Linear Content Analysis: Big Problems, Big Costs
January 16, 2011
Another sacred cow is now headed toward the intellectual McDonald’s beef supplier. Most organizations producing content for commercial databases use a “relaxed linear method”. The idea is that certain steps work like Henry Ford’s assembly line and other processes are more in touch with the multi-modal, do-it-when-you-can approach.
There’s an interesting write up by Clearwell Systems about the utility of relaxed methods of document processing. Heck, forget relaxed. The information in the blog post suggests that the scrum and online game method may be the optimal way to make sense out of content.
The write up is “Reinventing Review in Electronic Discovery,” and it is tailored to the legal eagle and litigation support world. But the implications of the information may have considerable value to those working in other types of research. There are some references to the close-to-the-vest US government reports about content processing as well as some academic research.
The passage that I noted was:
Of course, fundamentally changing linear review with specific technologies that radically changes the review workflow is an approach worth considering. While offering such aids, it must be remembered that human judgment is still needed and the process must incorporate both increasing their knowledge as well as their ability to apply judgment.
My take is that multi-path work methods, technology, and regular humans are needed to make sense out of certain types of content. Humans alone can’t do the job particularly well or economically. Lawyers like the billable work too.
Stephen E Arnold, January 16, 2011
Freebie unlike law firms and eDiscovery system vendors
Revolutionary, My Dear Watson
January 16, 2011
One can only imagine what heights AI will reach in say, five years. The exciting news is that there is a glimpse of the future today with the first tangible steps taken by IBM. Per an article on InfoWorld.com, Watson, IBM’s new supercomputer, has been introduced on the game show circuit of all places.

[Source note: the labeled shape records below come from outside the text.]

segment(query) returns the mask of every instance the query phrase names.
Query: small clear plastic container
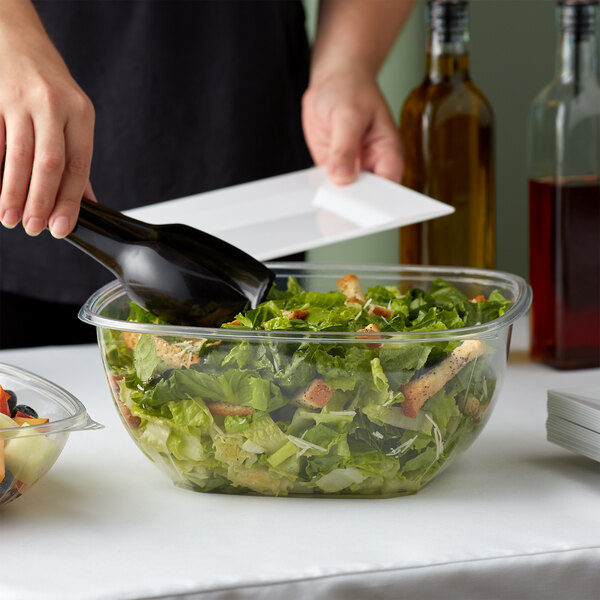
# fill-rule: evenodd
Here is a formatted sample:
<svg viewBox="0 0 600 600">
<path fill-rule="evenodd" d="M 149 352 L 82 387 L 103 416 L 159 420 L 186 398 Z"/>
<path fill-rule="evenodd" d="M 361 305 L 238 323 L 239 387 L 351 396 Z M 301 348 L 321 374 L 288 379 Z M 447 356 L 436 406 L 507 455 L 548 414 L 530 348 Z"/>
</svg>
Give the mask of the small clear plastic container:
<svg viewBox="0 0 600 600">
<path fill-rule="evenodd" d="M 293 277 L 305 290 L 337 292 L 337 280 L 352 273 L 365 292 L 388 286 L 406 295 L 432 290 L 441 278 L 464 302 L 496 290 L 510 307 L 491 321 L 446 330 L 386 331 L 385 321 L 379 332 L 180 327 L 127 320 L 130 300 L 113 282 L 80 318 L 97 327 L 127 431 L 176 485 L 197 491 L 417 492 L 484 428 L 505 375 L 512 324 L 531 302 L 529 286 L 474 269 L 269 266 L 280 290 Z M 344 305 L 339 293 L 331 299 Z M 313 300 L 307 297 L 307 310 L 326 313 Z"/>
<path fill-rule="evenodd" d="M 0 386 L 18 405 L 47 423 L 28 424 L 0 415 L 0 506 L 20 496 L 52 467 L 72 431 L 100 429 L 85 406 L 58 385 L 24 369 L 0 363 Z M 20 422 L 19 422 L 20 421 Z"/>
</svg>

During an exhibition round of “Jeopardy”, Watson faired well against the top reigning human champs, winning by a handy $1100. While literally a trivial endeavor, Watson’s game performance proves some noteworthy achievements. Watson possesses “sufficient artificial intelligence to ably play a game like “Jeopardy” that not only tests the amount of raw data a machine (or human) has stored away, but also an ability to analyze natural language — “Jeopardy” categories and answers contain puns, for example — so as to understand what sort of information is really being requested and to present that information clearly, concisely, and quickly.”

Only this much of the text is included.